Fundamental Thinking
Kaizen Express introduces TPS and kaizen in somewhat of a typically “Japanese” way. It uses many visuals, with illustrations on each page. It offers pragmatic, action oriented things you can try right away. If you’ve ever studied karate, aikido, or most any Japanese or East Asian art form, you will see similarity immediately. “Learn the thinking through practicing the patterns.” That way the practices become habits and instincts. It’s reminiscent of these amazing words of Taiichi Ohno from The Birth of Lean:
“Whether or not people recognize problems and go to work solving them is a matter of instinct. Once you’ve developed that instinct, you notice all sorts of things.”
Pretty interesting, isn’t it? “Instinct” as a skill to develop. It’s that kind of thinking that underlies the “philosophy” or approach of the materials in Kaizen Express.
Let me illustrate how the book seeks to introduce TPS in a method that is consistent with key lean principles. One of my favorite teaching materials from Kaizen Express addresses the topic of your beliefs about efficiency. This isn’t new, but two important reasons to draw attention to it are: (1) it’s another extremely important yet forgotten or ignored concept, and (2) for the first time, you can see several important related concepts on the same page. Presenting them together provides a more complete view of the broader topic of “efficiency,” a subject to which Toyota people have always given great thought.
On the left-hand side, you can see two “philosophies of efficiency” that are essentially the same mathematically. Most people work on the one that Toyota labels “apparent efficiency.” During times of growth, it is natural for managers to seek efficiency that way. After all, they need to grow to keep up with demand.
But, just as times of affluence can hide tremendous waste, so too can chasing apparent efficiency hide the incapability of achieving “true efficiency.” That means matching output to customer demand (to do more would be overproduction) but doing so with ever decreasing use of resources.

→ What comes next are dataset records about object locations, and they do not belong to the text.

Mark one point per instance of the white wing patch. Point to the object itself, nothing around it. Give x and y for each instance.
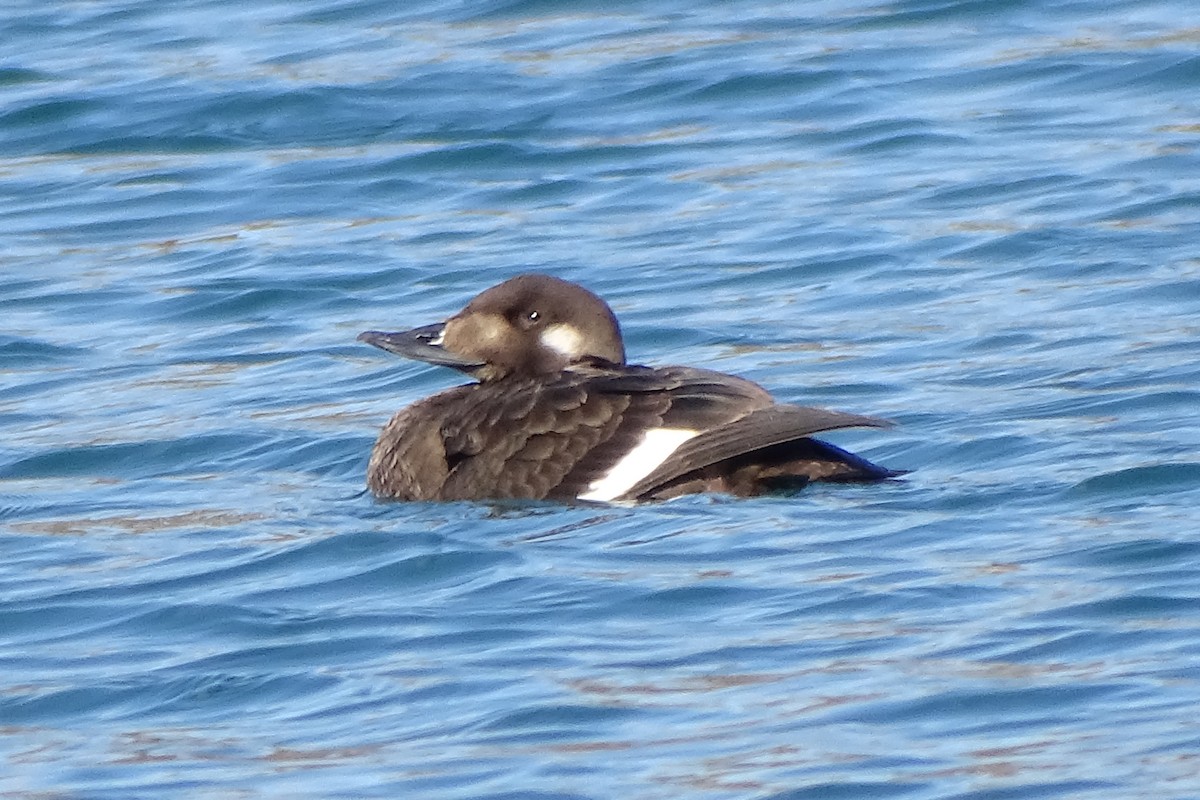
(655, 447)
(564, 338)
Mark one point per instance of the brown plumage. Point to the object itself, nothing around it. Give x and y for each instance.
(557, 413)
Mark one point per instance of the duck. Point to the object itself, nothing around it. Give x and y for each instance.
(555, 411)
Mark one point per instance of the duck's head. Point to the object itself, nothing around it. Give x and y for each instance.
(528, 325)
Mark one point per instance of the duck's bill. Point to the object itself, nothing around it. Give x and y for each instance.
(421, 343)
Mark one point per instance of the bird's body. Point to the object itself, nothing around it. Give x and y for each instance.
(557, 414)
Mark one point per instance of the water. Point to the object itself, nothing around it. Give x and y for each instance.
(975, 218)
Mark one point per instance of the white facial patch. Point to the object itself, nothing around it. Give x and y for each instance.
(565, 338)
(655, 447)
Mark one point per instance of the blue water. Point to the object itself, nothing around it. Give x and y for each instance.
(976, 218)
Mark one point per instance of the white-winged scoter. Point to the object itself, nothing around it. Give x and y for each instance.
(556, 413)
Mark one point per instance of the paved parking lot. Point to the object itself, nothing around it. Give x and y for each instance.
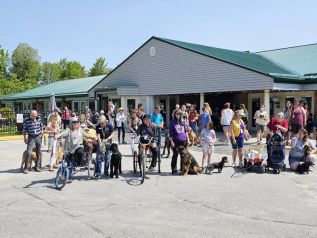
(250, 205)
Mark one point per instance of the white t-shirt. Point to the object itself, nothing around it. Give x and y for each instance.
(261, 120)
(226, 116)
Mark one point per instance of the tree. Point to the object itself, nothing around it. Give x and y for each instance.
(4, 62)
(50, 72)
(26, 64)
(99, 68)
(71, 69)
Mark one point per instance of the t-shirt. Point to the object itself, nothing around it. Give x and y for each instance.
(104, 132)
(156, 119)
(178, 131)
(208, 135)
(273, 122)
(260, 117)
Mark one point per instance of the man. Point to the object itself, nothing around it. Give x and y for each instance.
(158, 122)
(147, 129)
(32, 127)
(105, 133)
(261, 119)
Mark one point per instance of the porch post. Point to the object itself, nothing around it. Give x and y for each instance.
(201, 101)
(267, 101)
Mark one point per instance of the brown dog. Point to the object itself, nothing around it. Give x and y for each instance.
(190, 165)
(194, 140)
(33, 158)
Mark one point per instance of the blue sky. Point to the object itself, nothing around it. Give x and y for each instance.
(85, 30)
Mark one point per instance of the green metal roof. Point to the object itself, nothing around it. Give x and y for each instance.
(71, 87)
(302, 59)
(247, 60)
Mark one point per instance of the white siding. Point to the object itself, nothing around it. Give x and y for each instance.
(174, 70)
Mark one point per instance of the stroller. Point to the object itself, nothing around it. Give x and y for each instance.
(276, 153)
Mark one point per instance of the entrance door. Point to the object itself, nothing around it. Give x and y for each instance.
(255, 106)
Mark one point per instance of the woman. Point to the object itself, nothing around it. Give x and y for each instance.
(296, 154)
(120, 119)
(298, 120)
(225, 119)
(238, 131)
(53, 128)
(287, 115)
(178, 136)
(193, 117)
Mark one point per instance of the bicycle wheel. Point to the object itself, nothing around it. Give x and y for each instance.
(61, 177)
(142, 168)
(135, 162)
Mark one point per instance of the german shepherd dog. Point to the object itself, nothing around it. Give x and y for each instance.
(115, 162)
(190, 165)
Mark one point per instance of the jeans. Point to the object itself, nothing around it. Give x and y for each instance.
(175, 154)
(37, 141)
(100, 157)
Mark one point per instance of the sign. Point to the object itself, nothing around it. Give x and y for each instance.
(19, 118)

If you have the organizational and operational capability of achieving the second type—true efficiency, or the same output with fewer resource requirements—then you can also easily attain the other type—greater output with the same resources.

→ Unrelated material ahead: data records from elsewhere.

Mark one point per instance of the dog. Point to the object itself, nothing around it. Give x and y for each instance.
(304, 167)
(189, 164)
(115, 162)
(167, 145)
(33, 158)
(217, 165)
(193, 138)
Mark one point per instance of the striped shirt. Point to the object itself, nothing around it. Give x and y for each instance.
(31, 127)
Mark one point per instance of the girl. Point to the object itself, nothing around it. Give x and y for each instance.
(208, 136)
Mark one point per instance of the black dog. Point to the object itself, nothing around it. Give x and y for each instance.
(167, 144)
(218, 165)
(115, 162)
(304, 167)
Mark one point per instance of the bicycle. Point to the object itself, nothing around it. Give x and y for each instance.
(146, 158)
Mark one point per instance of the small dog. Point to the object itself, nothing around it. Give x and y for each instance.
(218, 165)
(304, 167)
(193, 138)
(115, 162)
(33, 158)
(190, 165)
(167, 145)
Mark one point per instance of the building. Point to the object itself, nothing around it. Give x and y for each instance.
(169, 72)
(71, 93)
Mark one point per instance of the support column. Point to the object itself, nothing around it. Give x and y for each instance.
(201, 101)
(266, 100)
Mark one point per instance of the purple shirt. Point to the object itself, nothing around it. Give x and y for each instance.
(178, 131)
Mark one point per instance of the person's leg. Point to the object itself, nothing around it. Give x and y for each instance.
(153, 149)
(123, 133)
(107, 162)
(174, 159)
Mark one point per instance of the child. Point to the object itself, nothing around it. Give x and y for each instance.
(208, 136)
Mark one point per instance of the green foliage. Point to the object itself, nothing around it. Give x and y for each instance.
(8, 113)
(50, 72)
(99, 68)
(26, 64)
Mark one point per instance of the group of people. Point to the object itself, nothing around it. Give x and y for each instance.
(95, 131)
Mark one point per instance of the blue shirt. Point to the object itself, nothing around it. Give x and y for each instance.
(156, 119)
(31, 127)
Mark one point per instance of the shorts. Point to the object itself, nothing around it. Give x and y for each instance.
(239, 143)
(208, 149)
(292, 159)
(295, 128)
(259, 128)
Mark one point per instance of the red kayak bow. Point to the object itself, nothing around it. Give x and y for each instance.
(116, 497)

That’s one of the first and most fundamental of TPS lessons, yet I rarely see “lean” companies attaining, pursuing, or even discussing it.
On the right-hand side is a graphic I must have shown hundreds of times. I can’t imagine a simpler, clearer illustration of the distinction between individual efficiency (local optimization) versus system efficiency (system optimization). This one is conceptually easy for engineers, appealing for anyone, yet extraordinarily difficult to attain. In fact, it may be that its relative attainment is the source of Toyota’s greatest strength.
I hope that readers find Kaizen Express helpful. This resource is the expression of an approach to kaizen that is at once a return to basics while at the same time emphasizing the centrality of individual and team learning. Kaizen Express is founded in the belief that the thinking of TPS can only be achieved through doing, embodying the quote I like to share frequently:
“It’s easier to act your way to a new way of thinking than to think your way to a new way of acting.”